Fue torturado y encerrado durante veintiún años en la cárcel de Ushuaia. Liberado durante el segundo gobierno de Hipólito Yrigoyen, recaló en Uruguay y luego fue a pelear en la Guerra Civil Española, comprometido con la causa de los trabajadores anarquistas. Finalmente falleció en México en 1956.
Es claro que las conquistas de los derechos de los trabajadores —esos que hoy quieren borrar de un plumazo— no fueron sin lucha ni sin sangre, si pensamos solo en los hechos macabros que signaron la Semana Trágica y la Patagonia Rebelde.
En 1905, impulsada por el diputado socialista Alfredo Palacios, se sancionó la Ley 4.661 sobre descanso dominical, aunque solo tenía aplicación en la Capital Federal. Dos años más tarde, por el mismo Palacios, se aprobó la Ley 5.291, que reglamentó el trabajo femenino e infantil.

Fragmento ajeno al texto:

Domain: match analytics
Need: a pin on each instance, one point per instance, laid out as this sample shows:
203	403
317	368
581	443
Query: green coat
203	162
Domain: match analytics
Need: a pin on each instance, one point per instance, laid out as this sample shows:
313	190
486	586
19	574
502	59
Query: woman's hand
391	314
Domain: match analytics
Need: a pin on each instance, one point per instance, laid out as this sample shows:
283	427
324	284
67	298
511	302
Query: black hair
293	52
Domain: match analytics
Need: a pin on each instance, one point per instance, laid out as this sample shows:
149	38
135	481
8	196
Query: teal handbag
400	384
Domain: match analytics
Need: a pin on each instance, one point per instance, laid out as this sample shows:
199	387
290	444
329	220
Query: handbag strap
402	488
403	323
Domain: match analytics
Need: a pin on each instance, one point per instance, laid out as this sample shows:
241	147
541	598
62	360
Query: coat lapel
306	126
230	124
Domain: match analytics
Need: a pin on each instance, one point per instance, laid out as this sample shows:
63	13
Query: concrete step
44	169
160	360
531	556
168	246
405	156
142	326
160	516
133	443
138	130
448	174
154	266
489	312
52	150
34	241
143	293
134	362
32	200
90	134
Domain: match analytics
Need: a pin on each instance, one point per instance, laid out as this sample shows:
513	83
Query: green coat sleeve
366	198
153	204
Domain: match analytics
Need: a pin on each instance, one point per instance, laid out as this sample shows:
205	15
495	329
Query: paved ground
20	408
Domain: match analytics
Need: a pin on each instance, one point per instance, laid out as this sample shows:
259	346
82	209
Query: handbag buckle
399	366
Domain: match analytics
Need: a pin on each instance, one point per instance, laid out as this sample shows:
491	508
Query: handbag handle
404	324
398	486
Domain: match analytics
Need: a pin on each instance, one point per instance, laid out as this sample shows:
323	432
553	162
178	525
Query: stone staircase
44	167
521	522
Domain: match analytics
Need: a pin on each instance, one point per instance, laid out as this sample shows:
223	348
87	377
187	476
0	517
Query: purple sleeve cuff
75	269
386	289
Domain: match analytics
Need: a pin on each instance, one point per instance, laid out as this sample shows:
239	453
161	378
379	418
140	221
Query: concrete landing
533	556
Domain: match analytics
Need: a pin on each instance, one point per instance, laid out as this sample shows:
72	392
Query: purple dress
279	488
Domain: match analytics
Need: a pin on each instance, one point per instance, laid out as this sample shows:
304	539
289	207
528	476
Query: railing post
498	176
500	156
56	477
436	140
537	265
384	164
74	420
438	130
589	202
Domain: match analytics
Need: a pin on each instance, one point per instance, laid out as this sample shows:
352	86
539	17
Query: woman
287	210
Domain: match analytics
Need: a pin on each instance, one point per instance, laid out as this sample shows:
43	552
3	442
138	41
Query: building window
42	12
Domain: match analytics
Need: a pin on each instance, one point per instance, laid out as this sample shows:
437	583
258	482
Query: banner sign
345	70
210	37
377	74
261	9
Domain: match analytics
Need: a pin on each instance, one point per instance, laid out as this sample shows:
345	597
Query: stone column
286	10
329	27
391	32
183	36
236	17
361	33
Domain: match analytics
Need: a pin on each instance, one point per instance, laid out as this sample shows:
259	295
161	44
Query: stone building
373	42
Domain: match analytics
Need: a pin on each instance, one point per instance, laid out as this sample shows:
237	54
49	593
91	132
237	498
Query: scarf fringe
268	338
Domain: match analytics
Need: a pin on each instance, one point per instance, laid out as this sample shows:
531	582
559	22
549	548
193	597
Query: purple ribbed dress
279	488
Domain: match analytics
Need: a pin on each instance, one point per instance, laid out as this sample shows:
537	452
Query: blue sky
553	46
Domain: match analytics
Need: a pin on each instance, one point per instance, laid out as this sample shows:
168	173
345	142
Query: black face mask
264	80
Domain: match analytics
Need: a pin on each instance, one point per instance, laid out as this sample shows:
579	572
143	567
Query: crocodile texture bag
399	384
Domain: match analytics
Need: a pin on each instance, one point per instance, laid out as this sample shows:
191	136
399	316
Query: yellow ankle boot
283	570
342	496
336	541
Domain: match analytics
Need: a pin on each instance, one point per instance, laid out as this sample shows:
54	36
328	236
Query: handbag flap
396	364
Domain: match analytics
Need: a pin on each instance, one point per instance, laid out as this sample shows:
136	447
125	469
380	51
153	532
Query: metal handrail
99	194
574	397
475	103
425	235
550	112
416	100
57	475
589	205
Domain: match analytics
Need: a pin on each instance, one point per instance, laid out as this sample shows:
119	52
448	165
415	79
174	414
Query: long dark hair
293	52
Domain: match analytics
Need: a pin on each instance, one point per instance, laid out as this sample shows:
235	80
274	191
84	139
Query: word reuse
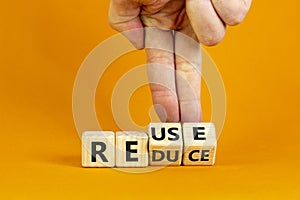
164	144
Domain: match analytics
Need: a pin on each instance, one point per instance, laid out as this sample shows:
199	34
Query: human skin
174	80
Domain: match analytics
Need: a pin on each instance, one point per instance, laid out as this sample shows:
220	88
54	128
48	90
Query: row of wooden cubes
165	144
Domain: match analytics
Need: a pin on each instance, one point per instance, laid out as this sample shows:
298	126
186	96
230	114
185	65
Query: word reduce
166	144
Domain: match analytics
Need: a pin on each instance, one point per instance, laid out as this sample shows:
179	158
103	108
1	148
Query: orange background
42	44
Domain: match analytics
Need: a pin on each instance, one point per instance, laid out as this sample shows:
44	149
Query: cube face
98	149
165	144
200	143
131	149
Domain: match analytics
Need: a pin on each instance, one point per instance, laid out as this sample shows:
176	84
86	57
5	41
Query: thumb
206	23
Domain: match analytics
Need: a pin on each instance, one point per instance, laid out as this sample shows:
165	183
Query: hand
174	81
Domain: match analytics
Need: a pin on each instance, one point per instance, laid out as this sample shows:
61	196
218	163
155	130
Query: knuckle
212	39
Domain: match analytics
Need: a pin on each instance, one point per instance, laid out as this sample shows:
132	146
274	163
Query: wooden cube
200	143
98	149
131	149
165	143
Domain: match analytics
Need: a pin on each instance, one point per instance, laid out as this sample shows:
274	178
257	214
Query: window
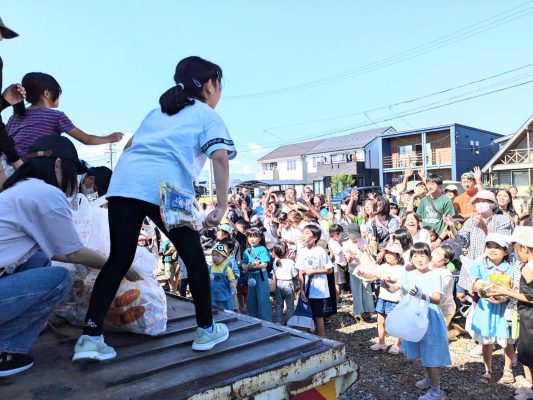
291	165
270	167
474	146
405	150
520	179
338	158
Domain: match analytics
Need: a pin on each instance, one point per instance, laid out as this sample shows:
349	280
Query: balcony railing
435	157
518	156
271	174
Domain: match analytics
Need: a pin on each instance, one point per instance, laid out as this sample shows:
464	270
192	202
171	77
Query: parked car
363	191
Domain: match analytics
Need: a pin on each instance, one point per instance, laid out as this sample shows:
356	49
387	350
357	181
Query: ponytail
174	100
190	76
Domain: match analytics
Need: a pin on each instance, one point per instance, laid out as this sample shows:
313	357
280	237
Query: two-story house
513	163
287	162
343	154
447	150
318	160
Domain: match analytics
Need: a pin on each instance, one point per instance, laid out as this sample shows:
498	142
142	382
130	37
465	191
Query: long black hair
191	75
35	84
43	168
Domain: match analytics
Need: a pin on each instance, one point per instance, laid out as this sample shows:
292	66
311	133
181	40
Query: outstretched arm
85	138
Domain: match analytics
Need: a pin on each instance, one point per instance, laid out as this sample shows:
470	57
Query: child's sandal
378	347
507	377
394	349
486	377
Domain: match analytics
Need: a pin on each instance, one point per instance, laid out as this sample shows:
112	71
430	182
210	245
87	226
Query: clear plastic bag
409	319
179	209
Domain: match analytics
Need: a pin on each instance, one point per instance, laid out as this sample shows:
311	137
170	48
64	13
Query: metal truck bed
260	360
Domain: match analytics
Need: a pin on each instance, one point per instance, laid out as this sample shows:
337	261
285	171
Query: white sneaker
433	394
477	351
423	383
88	349
203	340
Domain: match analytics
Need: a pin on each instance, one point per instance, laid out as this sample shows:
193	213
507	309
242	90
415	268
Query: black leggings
125	221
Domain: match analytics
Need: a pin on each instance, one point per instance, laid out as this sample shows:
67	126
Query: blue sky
114	59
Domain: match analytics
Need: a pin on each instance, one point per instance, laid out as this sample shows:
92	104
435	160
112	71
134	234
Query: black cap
6	32
354	230
56	146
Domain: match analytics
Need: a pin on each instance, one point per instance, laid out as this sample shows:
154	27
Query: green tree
340	182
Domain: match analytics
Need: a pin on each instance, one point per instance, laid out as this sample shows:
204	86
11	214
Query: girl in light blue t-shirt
171	146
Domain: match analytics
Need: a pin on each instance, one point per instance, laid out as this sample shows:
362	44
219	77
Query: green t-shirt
432	211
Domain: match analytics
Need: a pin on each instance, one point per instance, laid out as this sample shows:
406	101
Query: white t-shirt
315	258
35	216
394	271
286	270
350	247
336	248
172	149
447	304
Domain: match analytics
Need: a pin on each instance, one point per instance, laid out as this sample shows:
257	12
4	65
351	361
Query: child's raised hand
115	137
414	291
448	219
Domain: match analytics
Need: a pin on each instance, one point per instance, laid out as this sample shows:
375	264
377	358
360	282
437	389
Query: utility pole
111	151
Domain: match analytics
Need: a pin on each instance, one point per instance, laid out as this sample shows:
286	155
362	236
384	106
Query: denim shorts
385	306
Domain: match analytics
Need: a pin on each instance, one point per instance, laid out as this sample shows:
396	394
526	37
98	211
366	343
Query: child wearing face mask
432	349
363	302
391	269
223	285
488	323
96	182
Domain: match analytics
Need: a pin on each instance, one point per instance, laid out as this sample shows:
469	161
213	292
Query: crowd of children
288	249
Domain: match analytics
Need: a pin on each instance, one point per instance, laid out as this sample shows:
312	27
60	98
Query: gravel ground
385	376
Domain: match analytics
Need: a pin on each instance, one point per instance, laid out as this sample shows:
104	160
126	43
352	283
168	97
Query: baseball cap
394	248
221	248
354	230
522	235
6	32
56	146
226	228
451	188
484	195
499	239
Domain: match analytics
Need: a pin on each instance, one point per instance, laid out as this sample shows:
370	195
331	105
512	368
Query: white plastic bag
82	215
99	237
139	307
74	307
409	319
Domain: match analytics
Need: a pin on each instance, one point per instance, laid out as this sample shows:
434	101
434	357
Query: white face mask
87	191
482	208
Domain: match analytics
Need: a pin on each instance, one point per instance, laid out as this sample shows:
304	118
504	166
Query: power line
413	100
461	34
344	129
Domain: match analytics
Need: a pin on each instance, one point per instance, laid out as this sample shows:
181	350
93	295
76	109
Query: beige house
513	163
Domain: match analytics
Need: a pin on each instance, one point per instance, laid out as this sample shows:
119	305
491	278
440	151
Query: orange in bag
126	298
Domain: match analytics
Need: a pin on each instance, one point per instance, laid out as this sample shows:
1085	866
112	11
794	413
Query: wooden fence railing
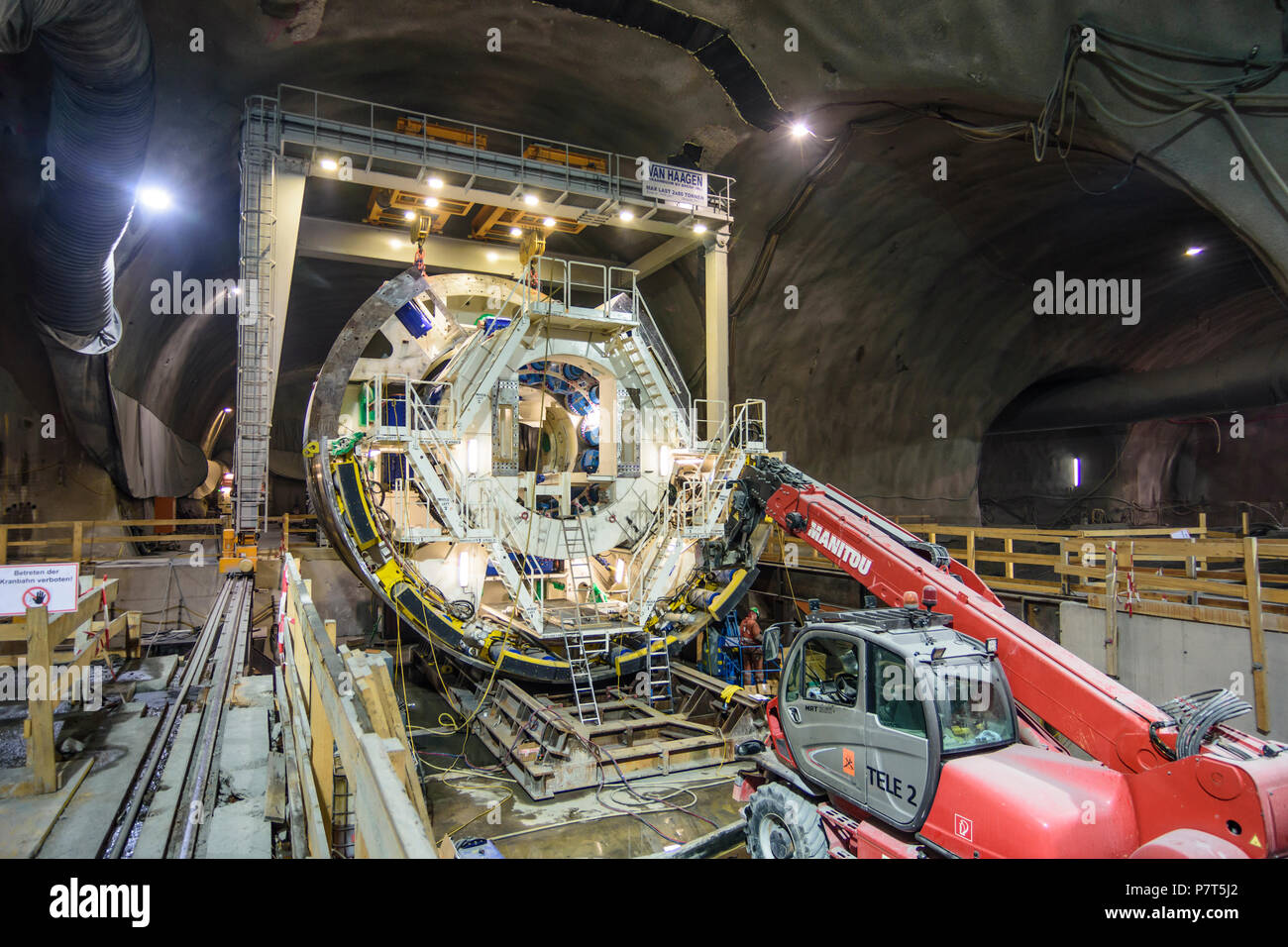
33	643
76	540
1240	581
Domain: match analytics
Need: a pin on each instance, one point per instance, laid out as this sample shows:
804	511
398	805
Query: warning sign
54	585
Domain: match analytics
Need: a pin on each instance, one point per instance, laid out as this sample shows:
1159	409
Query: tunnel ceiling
914	295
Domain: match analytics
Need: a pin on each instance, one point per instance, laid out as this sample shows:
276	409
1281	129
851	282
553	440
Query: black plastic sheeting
708	43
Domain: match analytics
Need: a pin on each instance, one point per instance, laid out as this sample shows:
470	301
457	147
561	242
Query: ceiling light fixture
155	197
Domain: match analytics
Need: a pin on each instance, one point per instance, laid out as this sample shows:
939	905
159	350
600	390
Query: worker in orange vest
752	654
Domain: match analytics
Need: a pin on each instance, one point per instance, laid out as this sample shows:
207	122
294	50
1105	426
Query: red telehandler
928	727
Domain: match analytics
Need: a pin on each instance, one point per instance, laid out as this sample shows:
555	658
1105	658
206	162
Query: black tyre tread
800	815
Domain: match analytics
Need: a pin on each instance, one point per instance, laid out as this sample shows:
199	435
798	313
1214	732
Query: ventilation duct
99	121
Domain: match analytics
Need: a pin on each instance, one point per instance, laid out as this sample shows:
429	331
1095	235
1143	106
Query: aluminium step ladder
657	686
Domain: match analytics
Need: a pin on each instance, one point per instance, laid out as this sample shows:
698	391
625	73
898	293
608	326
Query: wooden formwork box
335	705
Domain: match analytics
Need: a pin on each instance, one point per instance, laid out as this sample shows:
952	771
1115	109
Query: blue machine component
477	848
535	566
492	322
413	318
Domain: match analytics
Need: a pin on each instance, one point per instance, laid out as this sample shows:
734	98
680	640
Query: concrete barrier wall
1160	659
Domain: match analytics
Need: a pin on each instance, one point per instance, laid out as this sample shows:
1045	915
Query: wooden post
1252	578
133	634
1192	570
1112	609
40	709
322	753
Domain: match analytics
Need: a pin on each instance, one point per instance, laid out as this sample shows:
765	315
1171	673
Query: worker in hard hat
752	652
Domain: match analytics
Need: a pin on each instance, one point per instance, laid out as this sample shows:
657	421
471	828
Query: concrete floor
572	825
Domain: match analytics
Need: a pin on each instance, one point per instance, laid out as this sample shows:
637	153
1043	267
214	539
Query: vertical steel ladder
581	644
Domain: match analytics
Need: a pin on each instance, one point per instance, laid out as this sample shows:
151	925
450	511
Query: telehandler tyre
784	825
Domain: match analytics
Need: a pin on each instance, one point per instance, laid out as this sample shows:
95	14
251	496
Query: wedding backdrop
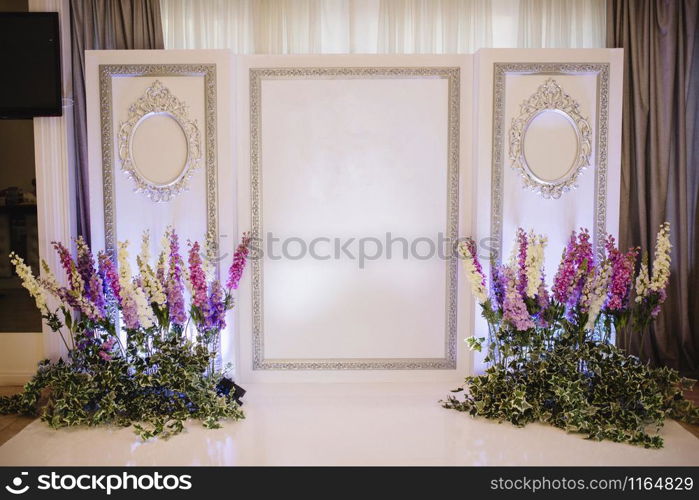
396	153
349	208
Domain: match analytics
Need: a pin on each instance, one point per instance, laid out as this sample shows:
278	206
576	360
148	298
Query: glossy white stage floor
343	424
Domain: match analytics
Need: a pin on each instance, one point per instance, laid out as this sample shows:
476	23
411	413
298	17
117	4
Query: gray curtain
660	158
104	24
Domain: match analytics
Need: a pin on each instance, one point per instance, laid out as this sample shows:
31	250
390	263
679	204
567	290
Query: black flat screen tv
30	58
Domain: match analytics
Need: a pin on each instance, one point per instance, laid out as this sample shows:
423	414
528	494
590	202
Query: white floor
349	424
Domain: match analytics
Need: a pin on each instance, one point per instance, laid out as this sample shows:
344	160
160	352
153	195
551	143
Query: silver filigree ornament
157	100
550	97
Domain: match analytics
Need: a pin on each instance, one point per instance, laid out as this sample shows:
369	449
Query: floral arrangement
141	348
550	351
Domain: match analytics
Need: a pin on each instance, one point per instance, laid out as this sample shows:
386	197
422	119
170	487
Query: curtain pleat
660	160
103	24
380	26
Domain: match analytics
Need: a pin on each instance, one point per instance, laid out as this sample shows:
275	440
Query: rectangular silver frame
500	71
106	73
452	75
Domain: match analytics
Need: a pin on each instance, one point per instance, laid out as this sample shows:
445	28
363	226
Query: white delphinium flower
150	284
474	275
534	262
124	266
642	282
30	282
210	257
661	261
598	293
143	308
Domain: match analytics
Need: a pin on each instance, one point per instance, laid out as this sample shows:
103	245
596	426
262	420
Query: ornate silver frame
109	71
550	97
157	100
500	72
452	75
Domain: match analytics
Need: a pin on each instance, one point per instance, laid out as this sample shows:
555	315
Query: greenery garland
615	397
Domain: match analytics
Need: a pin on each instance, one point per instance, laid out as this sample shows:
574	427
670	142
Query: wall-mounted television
30	58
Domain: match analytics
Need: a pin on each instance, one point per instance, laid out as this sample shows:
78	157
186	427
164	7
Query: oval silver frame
550	97
158	100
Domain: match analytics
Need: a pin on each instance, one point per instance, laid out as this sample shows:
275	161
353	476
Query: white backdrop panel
351	157
354	159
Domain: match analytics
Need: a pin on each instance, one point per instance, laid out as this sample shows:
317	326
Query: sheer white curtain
381	26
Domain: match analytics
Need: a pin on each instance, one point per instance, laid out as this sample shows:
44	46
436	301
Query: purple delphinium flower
215	310
235	272
110	278
515	310
577	265
175	292
92	283
498	281
521	261
69	266
621	279
197	277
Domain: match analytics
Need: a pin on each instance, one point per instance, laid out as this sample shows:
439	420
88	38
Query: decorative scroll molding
156	100
501	70
452	75
107	72
550	97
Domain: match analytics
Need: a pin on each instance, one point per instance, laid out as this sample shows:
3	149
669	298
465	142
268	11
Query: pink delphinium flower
235	272
566	272
69	266
522	261
197	277
621	275
515	310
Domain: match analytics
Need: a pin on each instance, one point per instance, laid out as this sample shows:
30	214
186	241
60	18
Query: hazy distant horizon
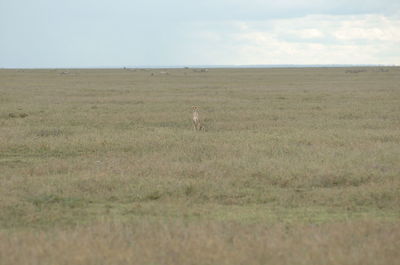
212	66
104	34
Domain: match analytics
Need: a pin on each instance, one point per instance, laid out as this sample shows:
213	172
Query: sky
117	33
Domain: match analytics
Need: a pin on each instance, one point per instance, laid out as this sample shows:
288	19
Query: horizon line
215	66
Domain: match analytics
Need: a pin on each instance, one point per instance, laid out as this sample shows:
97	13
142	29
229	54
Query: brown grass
361	243
315	151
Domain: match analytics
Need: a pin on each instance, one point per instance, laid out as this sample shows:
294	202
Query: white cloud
314	39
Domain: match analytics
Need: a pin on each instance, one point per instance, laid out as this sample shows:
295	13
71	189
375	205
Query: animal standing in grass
197	126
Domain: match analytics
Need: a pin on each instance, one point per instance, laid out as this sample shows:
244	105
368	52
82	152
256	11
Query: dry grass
283	146
361	243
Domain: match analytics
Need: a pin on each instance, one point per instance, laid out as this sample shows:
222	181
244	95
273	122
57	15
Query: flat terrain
296	166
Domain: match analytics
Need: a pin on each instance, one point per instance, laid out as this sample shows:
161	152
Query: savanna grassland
296	166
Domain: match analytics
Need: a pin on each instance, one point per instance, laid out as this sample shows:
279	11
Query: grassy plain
297	166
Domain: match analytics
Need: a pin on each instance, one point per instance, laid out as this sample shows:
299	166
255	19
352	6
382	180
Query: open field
296	166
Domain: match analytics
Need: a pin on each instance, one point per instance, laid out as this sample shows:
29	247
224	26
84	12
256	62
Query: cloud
314	39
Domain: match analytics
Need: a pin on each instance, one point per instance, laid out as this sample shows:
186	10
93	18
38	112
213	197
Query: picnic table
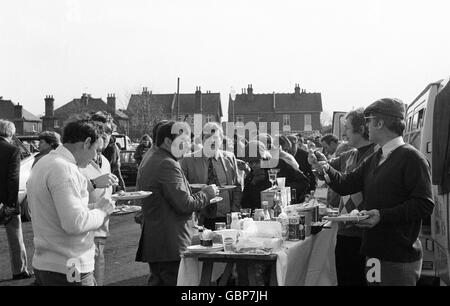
308	262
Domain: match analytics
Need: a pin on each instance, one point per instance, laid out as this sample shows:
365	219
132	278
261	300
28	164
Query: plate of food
226	187
216	200
122	195
354	216
126	209
197	186
202	249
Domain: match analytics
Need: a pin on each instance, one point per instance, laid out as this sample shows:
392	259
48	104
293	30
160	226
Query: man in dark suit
9	189
212	165
301	156
167	228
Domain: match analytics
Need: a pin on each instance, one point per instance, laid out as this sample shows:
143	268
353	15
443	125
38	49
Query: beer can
301	227
315	215
293	229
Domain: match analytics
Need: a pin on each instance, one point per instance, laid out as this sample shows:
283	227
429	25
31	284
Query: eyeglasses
368	118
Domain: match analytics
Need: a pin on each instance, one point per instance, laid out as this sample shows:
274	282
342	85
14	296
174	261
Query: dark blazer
9	174
167	230
302	159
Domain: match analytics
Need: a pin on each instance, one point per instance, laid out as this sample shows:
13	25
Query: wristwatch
93	184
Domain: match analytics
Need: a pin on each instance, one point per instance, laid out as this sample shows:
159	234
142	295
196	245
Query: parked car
26	162
31	142
128	165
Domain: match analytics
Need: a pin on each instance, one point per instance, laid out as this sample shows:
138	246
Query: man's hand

Fue letra muerta, pero sirvió como antecedente en la lucha.
El peronismo fue un hito en la defensa de los trabajadores. Por eso quieren enterrarlo los poderosos, de adentro y de afuera. Ya en la Secretaría de Trabajo y Previsión, Perón creó el Estatuto del Peón Rural. Llegaron luego las vacaciones pagas, el aguinaldo, la creación de los tribunales de trabajo, el seguro social obligatorio, las mejoras salariales y la indemnización por accidentes laborales.
Ya en la Presidencia, vendría el “Decálogo de los Derechos del Trabajador”, que incluía el derecho al trabajo, a la retribución justa, a la capacitación, a las condiciones dignas, a la salud, a la seguridad social, a la protección de la familia y al mejoramiento económico, entre otros ítems.
En el período de golpes militares —entre 1955 y 1983— solo se sancionó el salario mínimo, vital y móvil, durante el gobierno de Arturo Illia, una excepción dentro del desmantelamiento del Estado de bienestar. Ese proceso fue decidido, a fuerza de un genocidio, durante la Dictadura Cívico-Militar, que planificó la miseria de los trabajadores.
Finalmente, en los años ’90, el neoliberalismo derivado del Consenso de Washington logró una flexibilización, precarización y pérdida de derechos laborales profundamente regresiva, coronada por la escandalosa Ley Banelco, poco antes del estallido del 2001.
Hoy, el gobierno autodenominado “libertario” intenta regresar a la desprotección obrera propia de fines del siglo XIX y comienzos del XX, aquellas descriptas por Bialet Massé, quien se asombraba de que, aunque estaba claro que la mejora de las condiciones de trabajo favorecía el rendimiento laboral —y por lo tanto los intereses económicos del patrón—, estos prefirieran la esclavitud de sus trabajadores, regidos por un odio de clase.
Hoy se preguntarían por qué los esclavos, totalmente alienados, eligen votar a sus verdugos.
(1) Las fuentes de este informe son los artículos de la revista Caras y Caretas N.º 2412: “Derechos laborales, historias de lucha”, por Sergio Brodsky.